The Longmont plant makes Uncrustables, premade frozen peanut butter and jelly sandwiches, which also come in other flavors, that are fueling unprecedented sales at Smucker. The sandwich delivered double-digit growth each quarter in fiscal year 2020, building off a legacy of growth, Smucker spokesman Frank Cirillo said in June. Full-year sales for Uncrustables increased 26% and accelerated to a 50% increase in the fourth quarter.
AveXis opened its nearly 700,000-square-foot facility in Longmont in January, where it plans to manufacture its gene therapy Zolgensma. Sales of the drug grew by $200 million in the second quarter, according to BizWest.
Acertara, a medical ultrasound acoustic measurement, testing, and calibration laboratory, last year moved into a new Longmont facility that also now serves as its headquarters.
And Sticker Giant, as the name implies, is a sticker manufacturer that moved from Hygiene to Longmont in 2016. It was named the 2020 Colorado Manufacturer of the Year in Advanced Manufacturing & Machining, according to a post at labelandnarroweb.com.
“The award recognizes outstanding operations resulting from continuous improvements in operations, infrastructure, and people. StickerGiant was largely recognized for its production process that allows the company to turn around most sticker and label products within 24 hours, outpacing what the company says is the industry standard of (four to five) business days,” according to the post, which also cited the company’s growing its workforce by one-third this year.
In a second quarter update sent via email Monday afternoon, Longmont EDP stated it has seen 29 active employer prospects this year, with the potential jobs at those prospects totaling 7,658.
Q2 2020 Impact Report | Longmont EDP - https://t.co/bKIbghUl84— Advance Longmont (@advancelongmont) August 10, 2020
“With all the uncertainty today, we continue to see growth and expansion in Longmont. Businesses are choosing to move here, and businesses are being creative in how they are responding to and adapting to the pandemic,” Erickson stated in the survey news release. “Our city council, school district, and other civic organizations are coming together to help each other. People see and are encouraged by the opportunity they find here.”

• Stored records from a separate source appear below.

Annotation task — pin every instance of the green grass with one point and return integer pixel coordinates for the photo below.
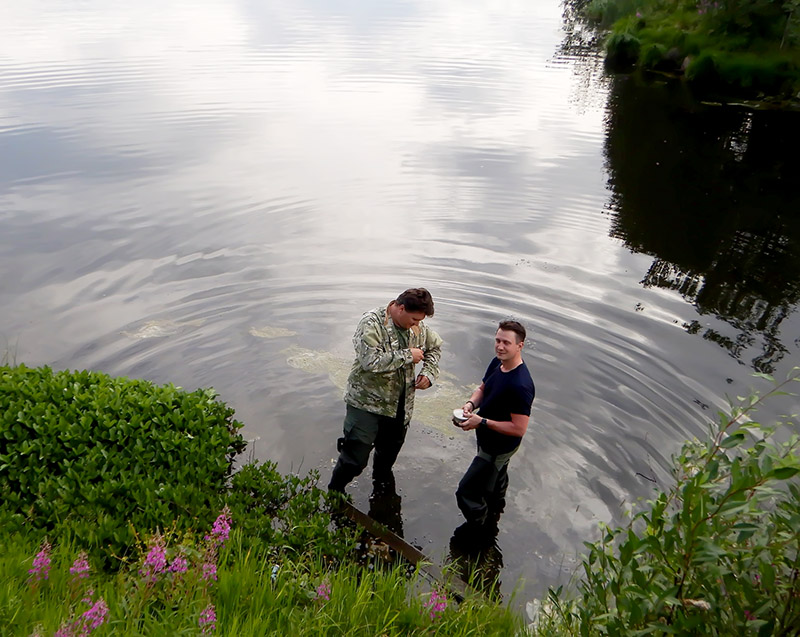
(251, 597)
(742, 48)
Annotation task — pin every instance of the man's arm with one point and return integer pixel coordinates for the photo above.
(430, 361)
(517, 426)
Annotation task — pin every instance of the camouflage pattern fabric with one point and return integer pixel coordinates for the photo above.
(382, 366)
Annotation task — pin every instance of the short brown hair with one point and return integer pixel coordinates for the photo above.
(416, 300)
(514, 326)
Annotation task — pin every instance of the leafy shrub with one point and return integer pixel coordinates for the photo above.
(717, 554)
(100, 454)
(288, 513)
(622, 49)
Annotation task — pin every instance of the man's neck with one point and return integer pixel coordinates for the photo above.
(508, 365)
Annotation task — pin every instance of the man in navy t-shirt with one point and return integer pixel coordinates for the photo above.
(504, 404)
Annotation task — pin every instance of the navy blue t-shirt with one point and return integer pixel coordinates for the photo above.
(504, 393)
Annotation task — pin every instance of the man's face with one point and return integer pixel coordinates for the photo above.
(405, 319)
(505, 345)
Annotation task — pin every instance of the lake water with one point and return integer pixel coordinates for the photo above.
(211, 193)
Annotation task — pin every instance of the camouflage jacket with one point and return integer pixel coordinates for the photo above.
(382, 366)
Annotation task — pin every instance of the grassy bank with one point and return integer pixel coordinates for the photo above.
(121, 515)
(746, 48)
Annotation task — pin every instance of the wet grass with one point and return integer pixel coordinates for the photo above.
(255, 594)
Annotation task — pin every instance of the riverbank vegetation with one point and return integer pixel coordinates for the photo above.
(749, 48)
(256, 552)
(121, 514)
(718, 553)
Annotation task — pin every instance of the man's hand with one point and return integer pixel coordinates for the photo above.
(473, 422)
(423, 382)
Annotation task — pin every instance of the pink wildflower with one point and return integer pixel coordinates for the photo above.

Longmont EDP plans to continue the survey to see where progress is being made while keeping track of those things people love most about the city.
“Our intention is to conduct this survey on an annual basis to see how we are moving the needle in some of these areas while also maintaining or improving on the factors that are most important to people in choosing a place to live or work whether it’s a decision to stay in Longmont or relocate to Longmont,” Erickson said in her Friday email.